Two days ago I learned that City Without End is a finalist for an award, the 2010 Endeavour. It’s given out for a “distinguished Science Fiction or Fantasy Book written by a Pacific Northwest Author.”

Very pleased, of course. I think City Without End is the strongest book in the quartet of which it is a part. (The Entire and The Rose.) And it has a hell of a cover, you must admit Stephan Martiniere received a Silver Spectrum award for it.

Other nominees are:

  • David Marusek’s Mind Over Ship
  • Patricia Briggs’s Hunting Ground
  • Cat Rambo’s Eyes Like Sky and Coal and Moonlight
  • Camille Alexa’s Pushing the Sky

The thing about awards? You just can’t take them too seriously.

Are Awards (gasp) Random?

Yes. I’ve come to this conclusion after years of scientific study and being pissed off. Ever read an award winning book (or nominee) and felt completely unmoved? Well, you might think the book is a loser, but some judge thought it was amazing. It is all so personal to the reader, which books soar and which never achieve lift-off. For example, go to Amazon.com and read my reviews. Man, were they all reading the same book?

What Do Awards Measure, Anyhow?

Um, not necessarily the thing you read for, I must say. Me, I’m in it for a great story. A memorable plot line with characters I care about, an intriguing take on a theme. But often awards go to the book with the fine prose, no matter how dense and perhaps slow-moving. So, if you are in this field for the sake of Literature, you may have some reason to crave awards, but the rest of us should cool our heels and take a philosophical approach to them.

Do Awards Increase Sales?

No. Those who claim the Hugo, for instance does, are confusing buzz from readers who love the book, not because it won an award, but because it is a fabulous story.

Do Awards Impress Editors?

Yes, but what impresses them so much more is a fabulous story.

Do Awards Make Writers Feel It Is All Finally Worthwhile?
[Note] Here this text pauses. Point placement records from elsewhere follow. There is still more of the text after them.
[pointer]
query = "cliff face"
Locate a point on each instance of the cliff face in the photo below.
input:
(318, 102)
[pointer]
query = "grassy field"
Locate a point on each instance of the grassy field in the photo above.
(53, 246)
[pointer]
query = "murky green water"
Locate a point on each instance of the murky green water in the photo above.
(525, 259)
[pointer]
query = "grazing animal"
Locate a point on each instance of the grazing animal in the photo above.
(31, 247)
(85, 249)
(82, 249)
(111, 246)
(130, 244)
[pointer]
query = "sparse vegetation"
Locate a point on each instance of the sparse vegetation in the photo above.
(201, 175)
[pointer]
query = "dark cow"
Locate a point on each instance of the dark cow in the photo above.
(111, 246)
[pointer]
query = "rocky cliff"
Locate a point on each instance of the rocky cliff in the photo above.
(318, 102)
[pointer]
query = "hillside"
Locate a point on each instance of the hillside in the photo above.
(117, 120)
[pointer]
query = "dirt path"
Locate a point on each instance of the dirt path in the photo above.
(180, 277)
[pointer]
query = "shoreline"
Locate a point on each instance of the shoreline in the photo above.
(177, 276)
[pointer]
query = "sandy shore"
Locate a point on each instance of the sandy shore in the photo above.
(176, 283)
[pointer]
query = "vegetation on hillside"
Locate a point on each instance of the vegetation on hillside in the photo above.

Yes. For about a day and a half. Then we are back to being pissed off again. See, we never get enough praise or reassurance. We never sell as well as so-in-so, and frankly the book we just finished always falls short of our original vision.

Shall We Boycott Awards and Dismiss Them Utterly?

No, friends, we’re not going to do that. Why not? Because awards are fun, even when we lose. They spice up things, give our genre a little publicity and self-respect, and occasionally are awarded to friends for whom we can genuinely celebrate. Awards are part of the Grand Game. We are in a game, you know. The publishing game. It has finicky little rules and sometimes we roll snake eyes; it is utterly trivial and also a blast. It is random, unforgiving, alluring, snotty and the only game in town for some of us. So let’s just slip into that party dress (OK, guys, here’s your big chance) and give a little shimmy.

The writing life needs a bit of fun now and then.

But I’m not going to shoot myself if I don’t win.

6 Responses

  1. Kay, you win the award for “Right On”

  2. Josh says:

    Sadly, the last party dress I slipped into split down the sides when I shimmied.

    Here’s a root for a win for you so you can at least enjoy that day and a half.

  3. I am tempted to ask, “Who will you shoot?” It’s a well-deserved nomination, Kay–congrats!

  4. […] This post was mentioned on Twitter by Alyx Dellamonica. Alyx Dellamonica said: RT @KayKenyon: My post on how book awards (and publishing) is a Grand Game: random, alluring, snotty and fun. http://tinyurl.com/24hb87b […]

  5. Kay says:

    You’re a good sport, Josh! That’s a funny image . . . thanks for the root.

  6. Kay says:

    I calls ’em like I sees ’em. Thanks for the root, Nick.